Wandel zieht nicht spurlos vorüber

Während die Revolten in vielen arabischen Staaten wie in Libyen, Tunesien und Ägypten zum Sturz der jeweiligen Regime führten, ist die „Arabellion“ in anderen arabischen Staaten nicht spurlos vorübergezogen. Marokko beschreitet langsam, aber doch den Weg zur konstitutionellen Monarchie.

Das Parlament wurde bereits gestärkt. König Mohammed VI. hat die Frauenfrage schon mit Beginn seiner Regentschaft auf seine politische Agenda gesetzt. Der aufgeklärte absolute Monarch gilt als Modernisierer des Landes und Frauenrechtler. Während seiner Antrittsrede sprach er die häusliche Gewalt gegen Frauen an. 2004 folgte eine umfassende Personenstandsrechtsreform, welche die Polygamie derart einschränkte, dass sie de facto nicht mehr praktizierbar ist.

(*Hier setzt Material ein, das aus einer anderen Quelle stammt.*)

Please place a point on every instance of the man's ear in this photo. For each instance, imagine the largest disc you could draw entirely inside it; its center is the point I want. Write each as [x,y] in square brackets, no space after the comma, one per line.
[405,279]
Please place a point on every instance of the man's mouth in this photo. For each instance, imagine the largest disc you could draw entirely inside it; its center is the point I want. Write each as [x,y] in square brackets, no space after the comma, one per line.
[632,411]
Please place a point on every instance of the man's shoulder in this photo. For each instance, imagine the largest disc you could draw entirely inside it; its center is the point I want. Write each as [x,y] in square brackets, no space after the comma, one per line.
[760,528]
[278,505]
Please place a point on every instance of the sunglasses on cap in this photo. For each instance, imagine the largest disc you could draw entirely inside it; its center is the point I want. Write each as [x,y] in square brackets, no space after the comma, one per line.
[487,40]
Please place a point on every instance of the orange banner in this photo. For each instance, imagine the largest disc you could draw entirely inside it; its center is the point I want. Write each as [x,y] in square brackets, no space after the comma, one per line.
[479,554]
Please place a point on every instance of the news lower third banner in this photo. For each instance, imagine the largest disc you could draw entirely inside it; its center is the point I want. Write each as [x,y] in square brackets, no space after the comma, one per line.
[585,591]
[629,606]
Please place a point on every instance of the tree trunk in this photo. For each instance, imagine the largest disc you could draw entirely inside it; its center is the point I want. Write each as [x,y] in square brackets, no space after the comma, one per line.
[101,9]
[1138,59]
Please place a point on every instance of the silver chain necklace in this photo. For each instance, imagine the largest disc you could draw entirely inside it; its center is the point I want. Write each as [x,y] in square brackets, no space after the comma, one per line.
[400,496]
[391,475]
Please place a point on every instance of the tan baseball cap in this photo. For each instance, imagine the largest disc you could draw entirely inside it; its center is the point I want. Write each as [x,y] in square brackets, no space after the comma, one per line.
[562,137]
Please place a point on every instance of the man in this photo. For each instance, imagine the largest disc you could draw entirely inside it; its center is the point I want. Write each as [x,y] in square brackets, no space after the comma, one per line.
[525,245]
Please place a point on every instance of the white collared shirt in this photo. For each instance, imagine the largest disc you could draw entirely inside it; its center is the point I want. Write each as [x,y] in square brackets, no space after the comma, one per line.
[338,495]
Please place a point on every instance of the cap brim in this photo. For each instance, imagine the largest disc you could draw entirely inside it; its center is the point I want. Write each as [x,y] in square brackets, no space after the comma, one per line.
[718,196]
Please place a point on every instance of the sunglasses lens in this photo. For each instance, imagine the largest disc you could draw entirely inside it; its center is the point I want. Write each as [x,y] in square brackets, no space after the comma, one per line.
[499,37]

Frauen profitieren auch von den Reformen des Landes und der Stärkung der parlamentarischen Institutionen.

Jordanien: Emanzipation nur für Rania

Jordanien, im Westen durch die schöne Königin Rania, eine hochgebildete und emanzipierte Frau, bekannt, vermittelt den Eindruck von Offenheit und Aufgeschlossenheit. Dabei liegen der autochthonen jordanischen Gesellschaft starke tribale Strukturen zugrunde, welche die Weiterentwicklung von Frauenrechten oftmals erschweren. Die königliche Monarchie gehört zu den arabischen Ländern, die bereits in den 1970er-Jahren als Bollwerk gegen den sowjetischen Einfluss auf die arabische Welt mit Unterstützung der USA der Muslimbrüderschaft weitgehende Rechte im Land einräumten. Dadurch sollten linke Kräfte verdrängt werden. Das Engagement der Muslimbruderschaft, z. B. die Führung eigener karitativer Institutionen, der Bau von Spitälern und Schulen, aber auch der Einfluss im Bereich der Bildung und im Bildungsministerium, hat in den vergangenen dreißig Jahren zu einer markanten Veränderung der jordanischen Gesellschaft geführt. Frauenbewegungen agieren hier äußerst elitär und isoliert. Ein feministisches Bewusstsein ist nur schwach ausgeprägt.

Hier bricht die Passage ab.